Compare Ephesians 6:4 and Colossians 3:21. What motivation does Colossians 3:21 provide for avoiding irritating one’s children?

Sirach, a Jewish document available in Paul’s day, advises fathers about the treatment of their sons: “He who loves his son will whip him often. . . . Pamper a child, and he will terrorize you; play with him, and he will grieve you. . . . Discipline your son and make his yoke heavy, so that you may not be offended by his shamelessness” (Sirach 30:1, 9, 13, NRSV).

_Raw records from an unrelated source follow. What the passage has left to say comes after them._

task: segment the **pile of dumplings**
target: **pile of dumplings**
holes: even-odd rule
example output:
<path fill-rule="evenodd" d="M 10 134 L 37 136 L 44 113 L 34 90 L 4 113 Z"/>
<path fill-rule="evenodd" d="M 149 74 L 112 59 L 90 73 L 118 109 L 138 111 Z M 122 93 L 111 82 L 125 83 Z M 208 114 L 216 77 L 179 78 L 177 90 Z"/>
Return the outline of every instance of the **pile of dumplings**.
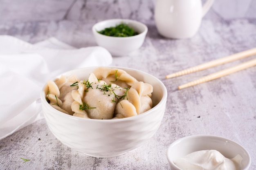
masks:
<path fill-rule="evenodd" d="M 152 108 L 153 87 L 123 70 L 99 67 L 88 80 L 75 75 L 47 82 L 46 99 L 53 107 L 80 117 L 109 119 L 139 115 Z"/>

Paul’s counsel bears a very different tone. He first addresses a negative command to fathers: “Do not provoke your children to anger,” followed by a positive one, “Bring them up in the discipline and instruction of the Lord” (Eph. 6:4, ESV). In Paul’s day, fathers had complete legal power over their children, who were regarded as his property. Fathers had the right to inflict violent punishment, even death, on their children. Indeed, in some respects a father’s power over his children exceeded a master’s authority over his slaves. Paul is not endorsing such power but is boldly clarifying and reshaping family relationships. In the context of a supreme loyalty to Christ, Paul invites Christian fathers to rethink their use of power since children who are provoked to anger will not be well positioned to accept “the discipline and instruction of the Lord” (Eph. 6:4, ESV).

“Fathers and mothers, in the home you are to represent God’s disposition. You are to require obedience, not with a storm of words, but in a kind, loving manner. . . .

“Be pleasant in the home. Restrain every word that would arouse unholy temper. ‘Fathers, provoke not your children to wrath,’ is a divine injunction. . . .

“No license is given in God’s Word for parental severity or oppression or for filial disobedience. The law of God, in the home life and in the government of nations, flows from a heart of infinite love.”—Ellen G. White, Child Guidance, p. 259.

Though the context of the lesson here deals with parents and children, what principles can be taken from these texts that should impact how we should deal with all other people?